During the pandemic, Uber’s mobility business struggled as fewer people went out, but its delivery business flourished. Uber’s delivery gross bookings grew 135% year-over-year during the third quarter of last year and delivery revenue grew 125% year-over-year.

#3 Peloton (NASDAQ:PTON)

Peloton went public in 2019, seven years after its founding and was valued at $8.1 billion at the time of its IPO. It’s never been profitable, and now it has slashed the costs of its primary product. 

With gyms closed down and everyone working out from home, stationary bikes sales were surging, with the most expensive label right in front: Peloton.

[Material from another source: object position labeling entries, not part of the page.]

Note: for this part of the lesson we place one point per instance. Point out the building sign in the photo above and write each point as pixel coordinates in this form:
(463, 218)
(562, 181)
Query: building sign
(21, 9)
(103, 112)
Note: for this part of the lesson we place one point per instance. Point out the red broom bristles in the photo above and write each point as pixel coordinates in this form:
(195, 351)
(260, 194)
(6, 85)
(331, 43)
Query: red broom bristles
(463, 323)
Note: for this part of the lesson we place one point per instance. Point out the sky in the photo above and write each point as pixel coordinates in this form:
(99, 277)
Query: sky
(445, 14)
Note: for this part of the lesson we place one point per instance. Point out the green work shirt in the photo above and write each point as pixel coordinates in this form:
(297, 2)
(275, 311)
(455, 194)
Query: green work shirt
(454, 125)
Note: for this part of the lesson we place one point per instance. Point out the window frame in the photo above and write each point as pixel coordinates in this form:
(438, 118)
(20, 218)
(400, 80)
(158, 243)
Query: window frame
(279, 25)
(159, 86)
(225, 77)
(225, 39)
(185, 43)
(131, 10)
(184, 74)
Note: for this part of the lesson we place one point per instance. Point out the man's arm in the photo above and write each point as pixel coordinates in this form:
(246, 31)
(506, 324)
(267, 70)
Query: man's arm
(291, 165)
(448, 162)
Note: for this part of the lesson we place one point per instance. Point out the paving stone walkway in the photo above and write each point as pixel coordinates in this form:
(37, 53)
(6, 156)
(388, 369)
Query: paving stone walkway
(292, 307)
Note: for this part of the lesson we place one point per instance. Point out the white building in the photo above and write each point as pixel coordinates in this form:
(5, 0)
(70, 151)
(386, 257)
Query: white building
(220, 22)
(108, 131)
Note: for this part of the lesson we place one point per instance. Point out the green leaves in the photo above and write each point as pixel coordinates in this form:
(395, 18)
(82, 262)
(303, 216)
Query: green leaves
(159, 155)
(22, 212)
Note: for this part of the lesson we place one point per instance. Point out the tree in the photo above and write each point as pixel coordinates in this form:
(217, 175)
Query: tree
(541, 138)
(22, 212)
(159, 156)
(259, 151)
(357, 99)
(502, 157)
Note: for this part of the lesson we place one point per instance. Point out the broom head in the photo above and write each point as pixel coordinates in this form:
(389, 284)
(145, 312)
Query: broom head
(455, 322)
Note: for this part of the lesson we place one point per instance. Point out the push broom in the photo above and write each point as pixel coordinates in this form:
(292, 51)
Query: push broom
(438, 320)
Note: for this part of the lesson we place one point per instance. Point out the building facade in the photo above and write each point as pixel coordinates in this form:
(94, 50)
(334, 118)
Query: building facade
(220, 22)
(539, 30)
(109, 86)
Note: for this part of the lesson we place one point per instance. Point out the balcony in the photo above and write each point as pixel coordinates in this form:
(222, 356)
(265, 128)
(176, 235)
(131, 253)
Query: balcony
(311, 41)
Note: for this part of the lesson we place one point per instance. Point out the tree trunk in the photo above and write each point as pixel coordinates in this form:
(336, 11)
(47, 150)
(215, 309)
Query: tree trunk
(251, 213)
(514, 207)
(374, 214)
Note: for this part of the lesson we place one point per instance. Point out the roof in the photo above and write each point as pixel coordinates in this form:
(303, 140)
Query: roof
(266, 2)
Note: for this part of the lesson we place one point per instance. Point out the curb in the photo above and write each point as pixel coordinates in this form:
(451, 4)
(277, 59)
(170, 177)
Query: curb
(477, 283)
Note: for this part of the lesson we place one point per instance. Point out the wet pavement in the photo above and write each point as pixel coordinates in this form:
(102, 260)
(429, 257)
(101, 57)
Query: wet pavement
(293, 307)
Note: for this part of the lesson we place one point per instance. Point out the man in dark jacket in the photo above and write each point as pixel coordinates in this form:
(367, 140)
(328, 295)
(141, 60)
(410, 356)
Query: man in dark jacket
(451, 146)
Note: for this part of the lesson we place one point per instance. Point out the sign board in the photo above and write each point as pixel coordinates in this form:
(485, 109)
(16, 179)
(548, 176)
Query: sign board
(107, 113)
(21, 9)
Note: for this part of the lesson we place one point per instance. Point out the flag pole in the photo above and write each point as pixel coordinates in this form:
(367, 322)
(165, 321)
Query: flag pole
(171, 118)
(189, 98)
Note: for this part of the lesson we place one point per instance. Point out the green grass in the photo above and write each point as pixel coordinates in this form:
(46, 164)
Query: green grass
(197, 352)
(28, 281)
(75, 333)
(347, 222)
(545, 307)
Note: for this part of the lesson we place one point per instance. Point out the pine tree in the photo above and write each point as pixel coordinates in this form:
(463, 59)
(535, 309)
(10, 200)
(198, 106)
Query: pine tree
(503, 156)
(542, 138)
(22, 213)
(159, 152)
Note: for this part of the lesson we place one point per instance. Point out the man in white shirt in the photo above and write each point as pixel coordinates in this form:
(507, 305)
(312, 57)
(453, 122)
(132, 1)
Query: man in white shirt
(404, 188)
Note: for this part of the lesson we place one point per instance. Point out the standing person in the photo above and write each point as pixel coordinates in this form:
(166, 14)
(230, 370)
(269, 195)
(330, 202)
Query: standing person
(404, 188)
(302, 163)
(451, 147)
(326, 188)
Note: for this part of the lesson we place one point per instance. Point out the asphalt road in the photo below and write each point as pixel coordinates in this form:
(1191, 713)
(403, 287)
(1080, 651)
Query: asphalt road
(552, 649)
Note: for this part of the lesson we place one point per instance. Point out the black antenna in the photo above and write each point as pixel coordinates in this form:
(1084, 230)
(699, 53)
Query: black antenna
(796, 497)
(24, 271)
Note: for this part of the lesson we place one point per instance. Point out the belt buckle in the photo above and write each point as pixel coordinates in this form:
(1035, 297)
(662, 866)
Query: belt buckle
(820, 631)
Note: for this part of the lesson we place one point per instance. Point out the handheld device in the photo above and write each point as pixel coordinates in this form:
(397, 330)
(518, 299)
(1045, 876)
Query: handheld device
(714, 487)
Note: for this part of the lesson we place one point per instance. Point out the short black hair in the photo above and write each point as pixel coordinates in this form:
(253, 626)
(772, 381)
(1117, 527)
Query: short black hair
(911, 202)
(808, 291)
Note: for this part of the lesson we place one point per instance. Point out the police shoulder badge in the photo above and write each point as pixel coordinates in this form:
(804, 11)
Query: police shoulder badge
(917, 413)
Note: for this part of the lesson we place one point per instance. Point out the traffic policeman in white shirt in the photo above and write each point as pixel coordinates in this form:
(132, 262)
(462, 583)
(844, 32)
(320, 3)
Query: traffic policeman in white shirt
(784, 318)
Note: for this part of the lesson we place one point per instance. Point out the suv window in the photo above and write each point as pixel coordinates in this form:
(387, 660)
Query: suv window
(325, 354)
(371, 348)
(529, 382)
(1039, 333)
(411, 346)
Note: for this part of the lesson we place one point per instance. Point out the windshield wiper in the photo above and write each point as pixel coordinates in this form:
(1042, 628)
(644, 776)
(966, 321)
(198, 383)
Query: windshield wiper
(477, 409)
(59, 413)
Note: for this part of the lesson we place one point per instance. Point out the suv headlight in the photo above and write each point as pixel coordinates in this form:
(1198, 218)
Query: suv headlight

The company made roughly $1.8 billion in sales in 2020. That's nearly a 100% increase from the $910 million in sales it made in 2019.

Back in 2019, Peloton counted some half million connected fitness subscribers. Now, the company boasts 2.33 million paid subscribers, people who pay $39 per month for sync workout classes.

In September 2020, the company had just posted its first-ever quarterly profit  but that didn’t last long. It lowered product prices and earmarked a ton of money for marketing. 

Exorbitant product costs have been the kink in Peloton’s growth chain, so lower price offerings and an expanded financing program might just help turn this into a household name and set it on a new growth trajectory. Now, they're gunning for 100 million paid subscribers, with profit being the long game, and for the patient.